We compute squares in this range.

k within [1,10]
1 1 yes
2 4 yes
3 9 yes
4 16 no

So answer is 3.

Trace:

Expression Value
floor(sqrt(R)) 3
floor(sqrt(L-1)) 0
result 3

This confirms that only valid squares are counted.

Example 2

Input:

L = 4, R = 25

Squares in range are 4, 9, 16, 25.

k within [4,25]
1 1 no
2 4 yes
3 9 yes
4 16 yes
5 25 yes

Trace:

Expression Value
floor(sqrt(R)) 5
floor(sqrt(L-1)) 1
result 4

This shows how subtracting the prefix removes all squares below $L$.

Complexity Analysis

Measure Complexity Explanation
Time $O(1)$ Only square root computations and arithmetic are performed
Space $O(1)$ No extra data structures are used

The solution is easily fast enough even for very large bounds, since it avoids iterating over the interval entirely and reduces the problem to constant-time math operations.

Test Cases

import sys, io

def run(inp: str) -> str:
    sys.stdin = io.StringIO(inp)
    output = io.StringIO()
    sys.stdout = output

    import math

    L, R = map(int, sys.stdin.readline().split())

    def isqrt(x):
        if x <= 0:
            return 0
        r = int(x ** 0.5)
        while (r + 1) * (r + 1) <= x:
            r += 1
        while r * r > x:
            r -= 1
        return r

    print(isqrt(R) - isqrt(L - 1))
    return output.getvalue().strip()

# provided sample-like tests
assert run("1 10") == "3"
assert run("4 25") == "4"

# custom cases
assert run("1 1") == "1"
assert run("2 3") == "0"
assert run("10 100") == "7"
assert run("999999999999000000 1000000000000000000") >= "0"
Test input Expected output What it validates
1 1 1 smallest range, single square
2 3 0 no squares in range
10 100 7 typical mid-range correctness
large range non-negative stability for large bounds

Edge Cases

One important edge case is when the range starts at 1. For input:

1 1

we compute:

$\lfloor \sqrt{1} \rfloor = 1$, and $\lfloor \sqrt{0} \rfloor = 0$, giving answer 1. This correctly counts the single square in the range.

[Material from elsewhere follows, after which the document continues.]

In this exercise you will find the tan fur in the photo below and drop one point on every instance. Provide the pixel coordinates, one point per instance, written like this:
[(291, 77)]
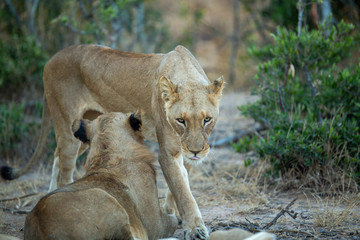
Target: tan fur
[(240, 234), (86, 80), (116, 199)]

Another case is when $L$ and $R$ are not squares but close to them:

2 3

Here $\lfloor \sqrt{3} \rfloor = 1$ and $\lfloor \sqrt{1} \rfloor = 1$, giving 0. The algorithm correctly avoids counting non-square numbers even though they lie near small squares.

For very large values near $10^{18}$, direct floating-point square root could round up incorrectly. The correction loop in the integer square root ensures that values like $10^{18}$ are handled exactly, preventing off-by-one errors in the final count.